As shown in FIG. 12, the monitoring device 10 can be connected to
one or more on-line components via an Internet or intranet
connection 194, including one or more remote entity websites 196
each having a reward library database 198 that can be accessed by
the user 192 to obtain various product and store information,
advertisements, discount coupons, as well as other information. An
example remote website 196 may comprise, for example, an on-line
pharmacy or medical supply store having a specialized rewards
web-page that can be accessed by the user to view and/or redeem one
or more earned rewards or incentives. The monitoring device 10 may
be further linked to one or more other web-sites 200 each including
storage 202 for storing information about the user's compliance
with their prescribed medical plan, any past rewards or incentives
that have been received, the anticipated time when another reward
or incentive will be received, customer identifying information, as
well as other information.

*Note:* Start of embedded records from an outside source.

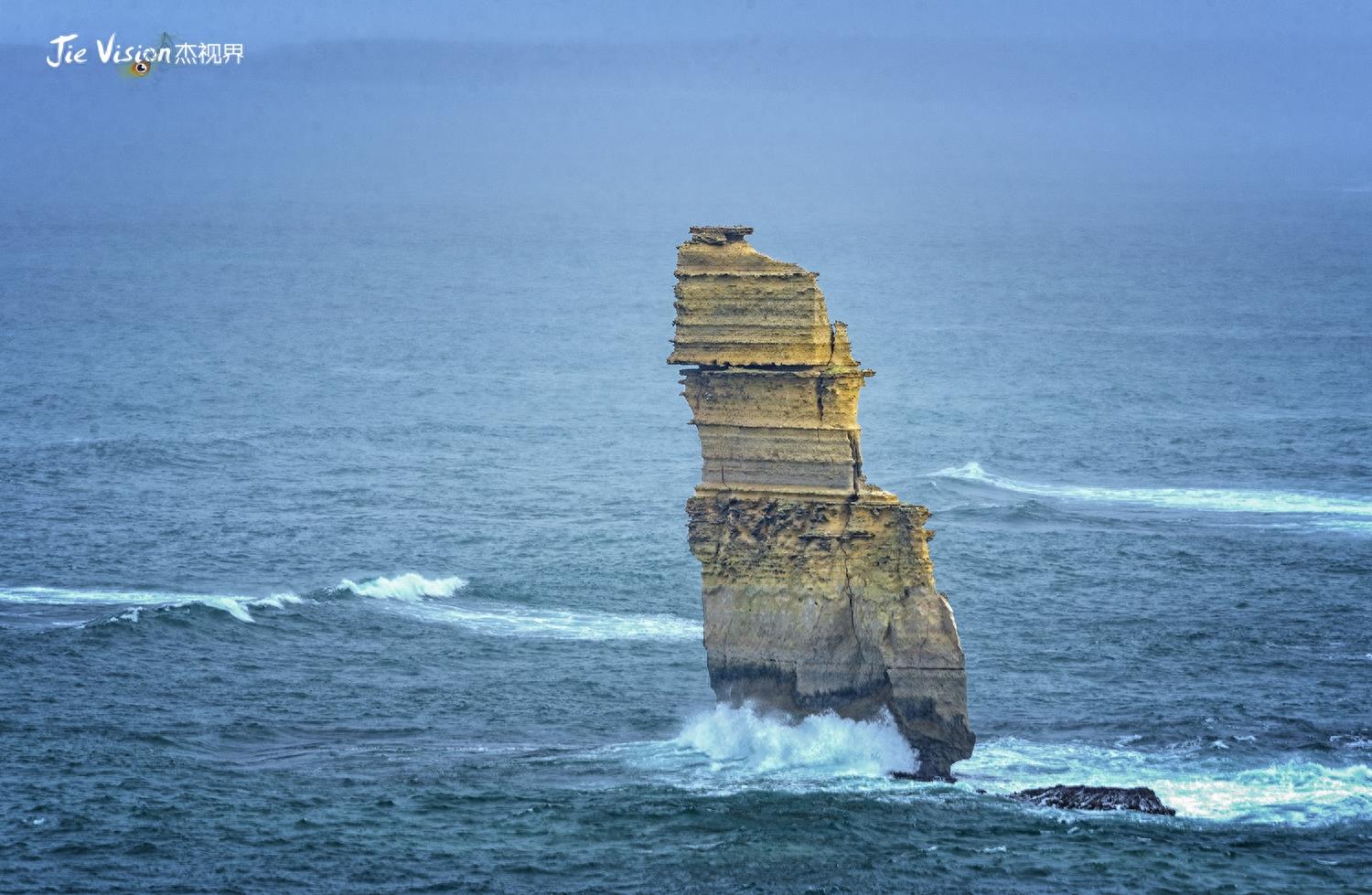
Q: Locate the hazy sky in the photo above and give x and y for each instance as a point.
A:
(691, 110)
(617, 21)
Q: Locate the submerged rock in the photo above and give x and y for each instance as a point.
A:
(1097, 799)
(818, 588)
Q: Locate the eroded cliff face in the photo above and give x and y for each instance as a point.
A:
(818, 587)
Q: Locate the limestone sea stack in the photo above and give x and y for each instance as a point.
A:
(818, 587)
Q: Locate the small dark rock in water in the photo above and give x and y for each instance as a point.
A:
(1097, 799)
(921, 777)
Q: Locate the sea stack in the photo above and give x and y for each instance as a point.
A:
(818, 587)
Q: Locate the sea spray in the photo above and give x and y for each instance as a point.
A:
(743, 741)
(403, 587)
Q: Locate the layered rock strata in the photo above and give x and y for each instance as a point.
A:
(818, 587)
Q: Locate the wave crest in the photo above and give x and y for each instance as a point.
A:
(1201, 499)
(409, 587)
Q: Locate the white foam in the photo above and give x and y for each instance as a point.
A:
(744, 741)
(137, 601)
(425, 599)
(727, 750)
(1199, 499)
(403, 587)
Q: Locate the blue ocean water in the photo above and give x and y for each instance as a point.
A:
(345, 551)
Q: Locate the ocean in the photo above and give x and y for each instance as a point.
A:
(343, 478)
(346, 552)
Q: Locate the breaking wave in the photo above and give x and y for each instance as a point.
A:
(727, 750)
(1201, 499)
(403, 587)
(409, 595)
(139, 601)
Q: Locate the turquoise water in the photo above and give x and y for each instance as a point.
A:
(346, 551)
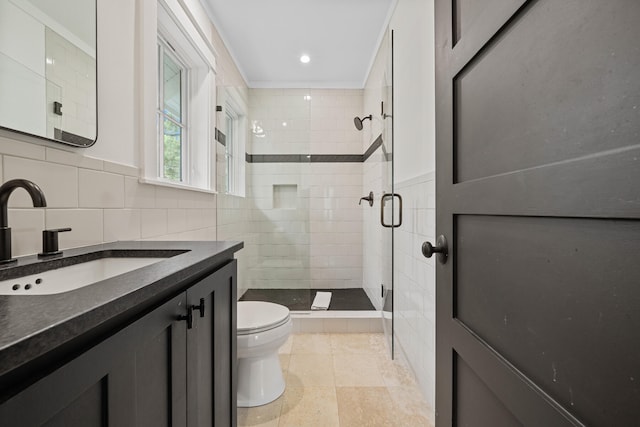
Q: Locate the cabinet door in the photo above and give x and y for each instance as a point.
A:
(136, 377)
(211, 350)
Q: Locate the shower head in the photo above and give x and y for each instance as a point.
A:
(358, 121)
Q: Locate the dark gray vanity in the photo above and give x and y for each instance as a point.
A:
(152, 347)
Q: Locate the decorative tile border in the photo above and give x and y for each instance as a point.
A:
(316, 158)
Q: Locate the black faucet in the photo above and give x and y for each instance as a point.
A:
(37, 196)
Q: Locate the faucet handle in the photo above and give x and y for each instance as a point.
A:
(50, 242)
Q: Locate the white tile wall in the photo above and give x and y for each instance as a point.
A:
(414, 291)
(58, 182)
(100, 189)
(99, 200)
(319, 243)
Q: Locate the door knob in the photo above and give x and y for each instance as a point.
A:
(440, 248)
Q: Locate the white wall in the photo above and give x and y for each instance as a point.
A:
(414, 158)
(96, 191)
(414, 86)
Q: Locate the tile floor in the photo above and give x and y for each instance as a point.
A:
(341, 380)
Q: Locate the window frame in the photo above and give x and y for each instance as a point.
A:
(235, 141)
(171, 21)
(165, 49)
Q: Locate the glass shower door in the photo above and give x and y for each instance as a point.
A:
(389, 206)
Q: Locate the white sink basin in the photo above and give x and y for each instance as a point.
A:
(76, 276)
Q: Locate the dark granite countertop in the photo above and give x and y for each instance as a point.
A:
(33, 326)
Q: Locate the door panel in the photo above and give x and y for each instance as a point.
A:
(476, 404)
(537, 192)
(211, 350)
(88, 410)
(532, 113)
(530, 296)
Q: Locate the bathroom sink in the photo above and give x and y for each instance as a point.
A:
(58, 276)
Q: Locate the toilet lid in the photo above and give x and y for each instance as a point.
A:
(257, 316)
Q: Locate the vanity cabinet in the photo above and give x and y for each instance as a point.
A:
(154, 372)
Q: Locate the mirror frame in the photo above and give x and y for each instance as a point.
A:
(73, 140)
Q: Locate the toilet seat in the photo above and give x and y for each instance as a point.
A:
(258, 316)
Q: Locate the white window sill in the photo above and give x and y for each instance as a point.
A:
(177, 185)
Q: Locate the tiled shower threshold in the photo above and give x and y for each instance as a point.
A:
(337, 321)
(350, 310)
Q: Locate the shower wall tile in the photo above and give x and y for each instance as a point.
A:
(320, 238)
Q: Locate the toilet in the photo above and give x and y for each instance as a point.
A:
(262, 329)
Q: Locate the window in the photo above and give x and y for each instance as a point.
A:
(172, 118)
(235, 128)
(178, 98)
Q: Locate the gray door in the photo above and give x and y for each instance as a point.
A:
(538, 196)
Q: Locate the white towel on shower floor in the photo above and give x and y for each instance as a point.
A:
(321, 301)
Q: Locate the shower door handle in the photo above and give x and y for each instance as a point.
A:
(383, 199)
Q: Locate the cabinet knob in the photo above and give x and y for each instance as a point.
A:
(188, 317)
(199, 307)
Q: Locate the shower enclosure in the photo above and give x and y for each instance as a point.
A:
(304, 180)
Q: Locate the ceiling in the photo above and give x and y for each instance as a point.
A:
(267, 37)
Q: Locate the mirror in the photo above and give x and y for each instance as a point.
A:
(48, 69)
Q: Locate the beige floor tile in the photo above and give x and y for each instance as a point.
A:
(365, 406)
(394, 373)
(357, 344)
(263, 416)
(410, 406)
(357, 370)
(312, 370)
(311, 344)
(309, 407)
(286, 347)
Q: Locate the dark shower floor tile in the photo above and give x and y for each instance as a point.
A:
(301, 299)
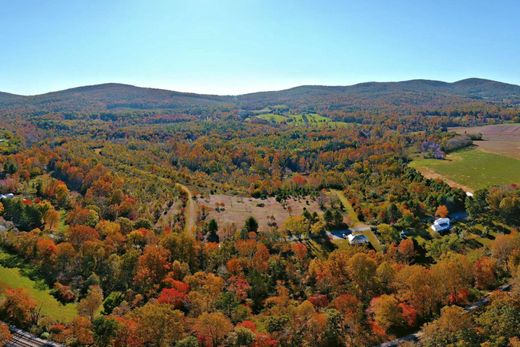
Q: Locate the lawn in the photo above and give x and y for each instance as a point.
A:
(474, 168)
(38, 290)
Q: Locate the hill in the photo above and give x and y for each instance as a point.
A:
(363, 96)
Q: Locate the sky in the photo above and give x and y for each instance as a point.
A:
(239, 46)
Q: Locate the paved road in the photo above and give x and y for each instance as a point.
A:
(21, 338)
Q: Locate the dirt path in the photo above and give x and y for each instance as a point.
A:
(191, 210)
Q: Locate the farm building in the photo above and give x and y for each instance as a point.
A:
(357, 239)
(441, 225)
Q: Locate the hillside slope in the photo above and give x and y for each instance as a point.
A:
(363, 96)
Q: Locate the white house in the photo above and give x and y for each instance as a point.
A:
(440, 225)
(357, 239)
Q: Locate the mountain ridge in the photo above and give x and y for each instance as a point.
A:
(412, 93)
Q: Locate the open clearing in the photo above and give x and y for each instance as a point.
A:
(472, 169)
(502, 139)
(13, 278)
(309, 119)
(237, 209)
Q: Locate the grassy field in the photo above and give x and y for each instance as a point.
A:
(38, 290)
(501, 139)
(474, 168)
(238, 208)
(298, 119)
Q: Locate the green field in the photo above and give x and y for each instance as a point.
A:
(38, 290)
(474, 168)
(297, 119)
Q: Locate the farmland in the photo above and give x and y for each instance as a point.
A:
(502, 139)
(297, 119)
(473, 168)
(14, 277)
(235, 209)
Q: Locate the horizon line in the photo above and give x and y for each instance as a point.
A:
(251, 92)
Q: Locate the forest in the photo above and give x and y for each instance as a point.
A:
(105, 214)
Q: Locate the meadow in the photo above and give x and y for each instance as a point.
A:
(14, 277)
(473, 168)
(298, 119)
(502, 139)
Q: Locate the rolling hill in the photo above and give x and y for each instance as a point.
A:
(363, 96)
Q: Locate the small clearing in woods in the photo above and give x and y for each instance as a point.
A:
(503, 139)
(237, 209)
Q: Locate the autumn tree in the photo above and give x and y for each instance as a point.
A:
(152, 267)
(212, 328)
(386, 312)
(91, 303)
(105, 331)
(5, 334)
(159, 325)
(362, 270)
(18, 307)
(453, 326)
(82, 330)
(442, 211)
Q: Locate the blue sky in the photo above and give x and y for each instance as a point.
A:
(237, 46)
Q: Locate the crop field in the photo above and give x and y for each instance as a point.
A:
(298, 119)
(472, 169)
(237, 209)
(503, 139)
(13, 277)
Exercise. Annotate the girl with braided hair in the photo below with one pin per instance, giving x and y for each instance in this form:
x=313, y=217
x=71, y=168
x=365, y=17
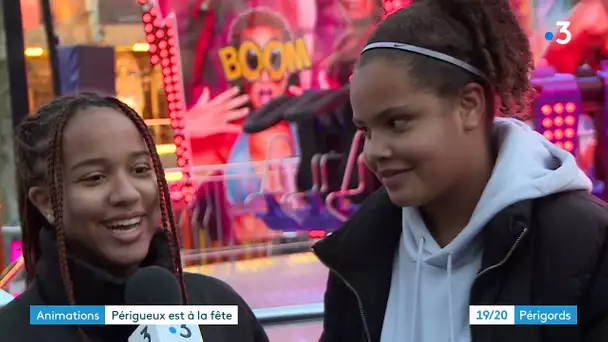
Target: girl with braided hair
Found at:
x=95, y=208
x=474, y=209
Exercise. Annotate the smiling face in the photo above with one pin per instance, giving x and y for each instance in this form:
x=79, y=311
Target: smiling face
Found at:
x=111, y=205
x=264, y=89
x=416, y=142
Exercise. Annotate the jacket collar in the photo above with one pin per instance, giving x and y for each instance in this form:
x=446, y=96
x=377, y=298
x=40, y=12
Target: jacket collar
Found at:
x=372, y=234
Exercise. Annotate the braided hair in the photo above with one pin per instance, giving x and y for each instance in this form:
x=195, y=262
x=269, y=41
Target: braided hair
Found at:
x=483, y=33
x=39, y=146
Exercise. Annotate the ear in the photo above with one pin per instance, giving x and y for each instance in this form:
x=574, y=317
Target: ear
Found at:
x=473, y=106
x=41, y=200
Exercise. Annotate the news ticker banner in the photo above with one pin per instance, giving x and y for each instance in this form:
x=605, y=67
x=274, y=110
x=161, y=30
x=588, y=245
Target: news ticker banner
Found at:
x=523, y=315
x=134, y=314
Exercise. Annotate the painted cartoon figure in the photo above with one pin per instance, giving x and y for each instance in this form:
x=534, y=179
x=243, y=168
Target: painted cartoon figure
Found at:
x=261, y=61
x=251, y=61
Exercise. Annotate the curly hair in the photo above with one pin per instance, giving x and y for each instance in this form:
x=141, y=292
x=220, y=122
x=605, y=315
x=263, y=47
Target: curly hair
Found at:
x=39, y=146
x=483, y=33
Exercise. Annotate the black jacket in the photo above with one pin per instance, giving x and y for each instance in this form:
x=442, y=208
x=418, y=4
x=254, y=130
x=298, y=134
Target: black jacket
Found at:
x=548, y=251
x=93, y=286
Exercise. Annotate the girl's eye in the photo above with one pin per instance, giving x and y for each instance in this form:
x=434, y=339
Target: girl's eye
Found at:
x=398, y=124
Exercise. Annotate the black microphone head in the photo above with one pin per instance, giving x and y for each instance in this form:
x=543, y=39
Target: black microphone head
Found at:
x=153, y=285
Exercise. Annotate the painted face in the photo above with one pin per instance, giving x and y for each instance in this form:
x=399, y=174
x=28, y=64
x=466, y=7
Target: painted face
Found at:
x=111, y=202
x=264, y=88
x=413, y=138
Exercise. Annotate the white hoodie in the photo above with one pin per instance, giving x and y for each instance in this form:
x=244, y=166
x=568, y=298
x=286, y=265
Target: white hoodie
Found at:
x=429, y=294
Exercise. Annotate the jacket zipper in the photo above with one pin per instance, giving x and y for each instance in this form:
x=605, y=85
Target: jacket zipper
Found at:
x=502, y=262
x=359, y=302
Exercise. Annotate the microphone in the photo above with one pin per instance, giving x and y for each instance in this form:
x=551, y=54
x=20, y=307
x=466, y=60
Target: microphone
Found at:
x=157, y=286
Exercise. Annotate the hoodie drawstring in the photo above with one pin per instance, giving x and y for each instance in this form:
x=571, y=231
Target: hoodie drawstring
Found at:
x=416, y=288
x=450, y=304
x=417, y=291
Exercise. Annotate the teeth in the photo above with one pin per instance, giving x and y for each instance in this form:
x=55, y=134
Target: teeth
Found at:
x=124, y=223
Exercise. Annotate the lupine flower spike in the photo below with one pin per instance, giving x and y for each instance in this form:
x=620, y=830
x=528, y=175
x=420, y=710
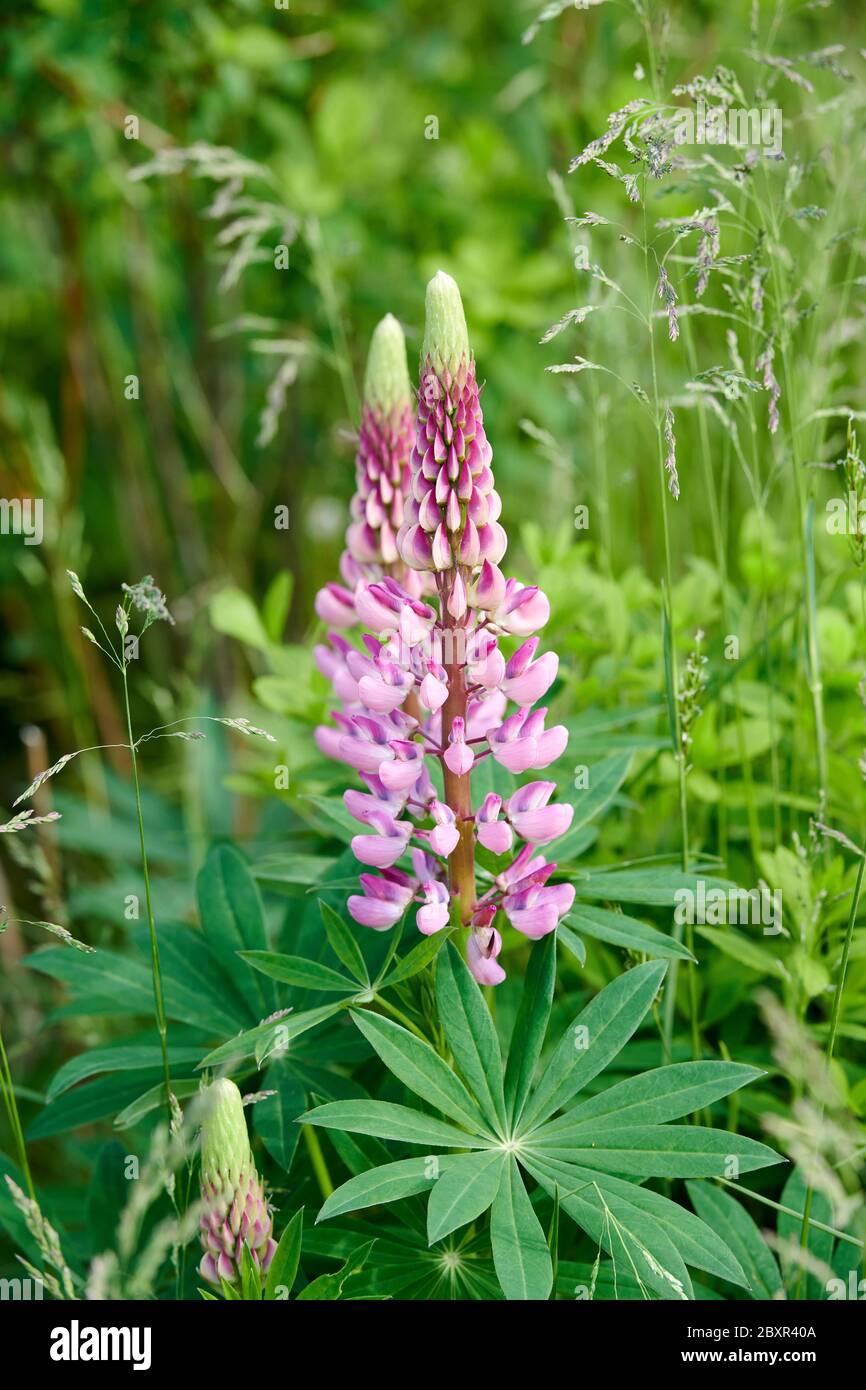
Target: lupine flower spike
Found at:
x=384, y=446
x=235, y=1212
x=433, y=685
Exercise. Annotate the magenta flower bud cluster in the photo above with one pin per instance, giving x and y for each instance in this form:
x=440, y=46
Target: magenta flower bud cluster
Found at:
x=428, y=684
x=234, y=1211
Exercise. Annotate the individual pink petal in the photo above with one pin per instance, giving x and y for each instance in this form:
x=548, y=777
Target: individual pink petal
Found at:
x=373, y=912
x=496, y=837
x=540, y=827
x=433, y=692
x=328, y=741
x=489, y=590
x=534, y=681
x=335, y=606
x=459, y=756
x=481, y=951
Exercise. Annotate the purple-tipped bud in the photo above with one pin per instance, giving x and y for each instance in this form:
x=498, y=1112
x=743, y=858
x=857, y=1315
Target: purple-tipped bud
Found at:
x=451, y=519
x=235, y=1212
x=384, y=446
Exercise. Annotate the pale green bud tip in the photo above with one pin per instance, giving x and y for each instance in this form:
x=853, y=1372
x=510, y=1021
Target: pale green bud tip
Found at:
x=387, y=380
x=445, y=331
x=225, y=1147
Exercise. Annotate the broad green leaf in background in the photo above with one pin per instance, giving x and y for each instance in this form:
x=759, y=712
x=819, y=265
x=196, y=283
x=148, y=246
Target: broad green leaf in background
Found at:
x=287, y=1257
x=583, y=1159
x=724, y=1212
x=463, y=1193
x=471, y=1036
x=232, y=920
x=520, y=1251
x=619, y=930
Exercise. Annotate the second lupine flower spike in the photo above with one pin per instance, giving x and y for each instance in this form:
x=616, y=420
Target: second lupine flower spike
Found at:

In certain embodiments, for example, one
of the other web-sites 200 may comprise the user's own personal
web-site or the web-site of their healthcare provider or health
insurance provider.
[0088] As can be further seen in FIG. 12, one or more other
monitoring devices 204 and/or other external devices 206 can also
be linked to the monitoring device 10 as well as the remote entity
websites 196 and other web-sites 200 via the Internet or an
intranet connection 194. Other monitoring devices 204 that can be
connected can include, but are not limited to, blood pressure
meters, blood oxygen monitors, insulin pumps, continuous glucose
monitors, prosthetic devices, shoes, scales, pedometers, exercise
equipment, heart monitors, and spirometers. Other external devices
206 that can be connected can include, but are not limited to,
personal computers, laptop computers, hand-held computers, cellular
telephones, pagers, television set or cable boxes, video game
consoles, and digital media players. In one illustrative
embodiment, for example, a television or cable set box can be
connected to the monitoring device 10 via the Internet 194,
allowing the user 192 to transmit and receive data and messages
back and forth between the monitoring device 10 and one or more of
the other components 196,200,204,206.
[0089] FIG. 13 is a diagrammatic view showing an illustrative
implementation of the on-line reward system 190 of FIG. 12. As
shown in FIG. 13, the monitoring device 10 can be connected to one
or more retail web-sites 208 each including a reward library
database 210 that can be accessed by the user 192 to obtain various
product and store information, advertisements, discount coupons, as
well as other information. The monitoring device 10 can also be
connected to one or more financial institution web-sites 212 each
including a reward library database 214. An example financial
institution web-site may include a credit card company or bank in
which the user 192 conducts business with. Based on the user'
compliance with the reward criteria within the reward library
database 214, the credit card company or bank may provide the user
with a reward or incentive such as a credit or rebate to their
account.
[0090] The monitoring device 10 can also be connected to one or
more insurance web-sites 216 each including a reward library
database 218. In certain embodiments, for example, insurance
web-sites 216 may include the web-site of the use's heath insurance
provider. Based on the user's compliance with the reward criteria
within the reward library database 218, the insurance provider may
then provide the user with a reward or incentive such as a
reduction in health insurance premiums or co-pays. In similar
fashion, the monitoring device 10 can be connected to one or more
health/fitness club web-sites each including a reward library
database 222. Based on the user's compliance with the reward
criteria within the reward library database 222, the health/fitness
club may provide the user with a reward or incentive such as the
reduction in membership fees. As further shown in FIG. 13, the
monitoring device 10 can be connected to one or more other devices
including, but not limited to, a cellular telephone 224, personal
computer 226, blood pressure monitor 228 and/or a cable/television
set box 230.
[0091] FIG. 14 is a diagrammatic view showing an illustrative
vehicle reward system 232 for rewarding a driver 234 that uses the
monitoring device 10 for monitoring one or more medical parameters.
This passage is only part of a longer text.